In the third instalment of BIRN’s series about war-displaced refugees’ continuing links to the Balkans, three former journalists from Kosovo explain how they organised a literature festival to bring people back to a small village.
Brothers Faik and Ragip Luta, born in 1961 and 1964, were already journalists before leaving Kosovo. Faik had worked for Rilindja, the leading Albanian-language daily newspaper in Kosovo, while Ragip and Valbona had studied languages and literature. Valbona began her career in the 1980s with a student newspaper in Pristina.
In 1993, when the BBC World Service relaunched its Albanian Service, all three applied. Faik was already in London, improving his English, while Valbona and Ragip applied from Pristina. When Faik and Ragip were accepted, the move felt both inevitable and frightening. Later on, Valbona found a job in the Albanian newsroom with Radio France International.
“The situation in Kosovo was getting worse and worse,” Ragip recalled. “But even if it had been peaceful, we would not have refused the chance to work for the BBC.”
By 1999, when war broke out, Faik and Ragip were broadcasting daily from Bush House in London. Their reports relied on a fragile network of stringers and correspondents still inside Kosovo.
“Almost no foreign journalists were there at the time,” Ragip said. “Even local journalists were disappearing. We were trying to piece together what was happening from phone calls and short reports.”
They also became informal sources of information for other BBC departments and foreign-language services, helping to explain the political and humanitarian catastrophe unfolding in Kosovo.
But while trying to inform the world about what is happening back home, they feared silently for their loved ones.
Their families were scattered across the region. One sister fled to Albania, another to North Macedonia. For days, they had no information about relatives living near Pristina airport, which was under the control of Yugoslav troops before the NATO bombing started.
“It was traumatic,” Valbona said. “You are telling the world what is happening, but you don’t know where your own people are.”
As BBC journalists, they were bound by rules of impartiality. Yet the war forced them into moral and personal dilemmas.
In 1999, when a number of British writers associated with the English PEN club published a letter in The Times criticising NATO’s intervention, Ragip felt compelled to respond with a letter defending the need for action to stop atrocities in Kosovo.
It was published. Soon after, he began receiving death threats.
“They were believed to come from a Serbian extremist group called the White Wolves,” Ragip said. The UK Police offered protection. Years later, the case was reopened after new links emerged between the threats and organised extremist networks.
“It was a moment when journalism and personal life collided completely,” he said.
Living in London shaped their experience of exile. Unlike Albanians in smaller towns or rural areas, they found the city largely tolerant and cosmopolitan.
“I was never insulted because of where I came from,” Faik said. “When people asked, I said I was from Kosovo. That made a difference.”

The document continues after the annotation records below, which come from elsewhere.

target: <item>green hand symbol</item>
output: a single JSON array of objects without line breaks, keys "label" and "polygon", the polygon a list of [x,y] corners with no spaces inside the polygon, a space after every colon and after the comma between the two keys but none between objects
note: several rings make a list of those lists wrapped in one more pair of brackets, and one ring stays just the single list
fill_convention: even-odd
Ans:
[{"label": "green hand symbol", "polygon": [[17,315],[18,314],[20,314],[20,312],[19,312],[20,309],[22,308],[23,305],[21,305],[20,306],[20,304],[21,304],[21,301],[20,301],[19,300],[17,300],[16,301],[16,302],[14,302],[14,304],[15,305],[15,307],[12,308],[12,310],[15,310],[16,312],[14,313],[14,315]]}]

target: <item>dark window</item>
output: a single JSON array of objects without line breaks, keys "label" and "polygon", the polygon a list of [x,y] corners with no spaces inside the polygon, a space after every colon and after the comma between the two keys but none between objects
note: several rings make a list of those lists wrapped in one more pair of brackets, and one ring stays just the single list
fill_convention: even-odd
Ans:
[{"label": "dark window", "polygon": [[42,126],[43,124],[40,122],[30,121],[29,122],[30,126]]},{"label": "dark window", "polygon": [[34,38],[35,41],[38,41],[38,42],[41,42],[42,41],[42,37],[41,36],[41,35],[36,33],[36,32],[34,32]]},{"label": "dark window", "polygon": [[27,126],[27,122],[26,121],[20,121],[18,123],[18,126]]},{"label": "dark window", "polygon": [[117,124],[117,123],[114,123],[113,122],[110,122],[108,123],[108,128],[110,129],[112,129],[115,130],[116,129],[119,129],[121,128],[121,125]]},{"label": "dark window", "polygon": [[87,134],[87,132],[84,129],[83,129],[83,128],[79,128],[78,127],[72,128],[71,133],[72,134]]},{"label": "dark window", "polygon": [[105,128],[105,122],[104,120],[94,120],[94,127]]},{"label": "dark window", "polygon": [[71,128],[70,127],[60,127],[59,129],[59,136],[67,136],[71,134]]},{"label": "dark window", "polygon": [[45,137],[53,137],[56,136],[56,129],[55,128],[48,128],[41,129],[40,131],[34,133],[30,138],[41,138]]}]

Still, stereotypes followed Albanians from Albania, especially as organised crime stories began dominating tabloids in the 2000s and 2010s.
Working later as court interpreters, Faik and Ragip saw the scale of the problem first-hand. “In some courts, two or three rooms out of seven would have Albanians on trial,” Faik said.
The stigma was difficult to escape, even for those with long professional careers in British media.
Valbona described another isolation as another struggle. “I didn’t speak English at first. I felt very alone,” she said. “You never fully feel at home again.”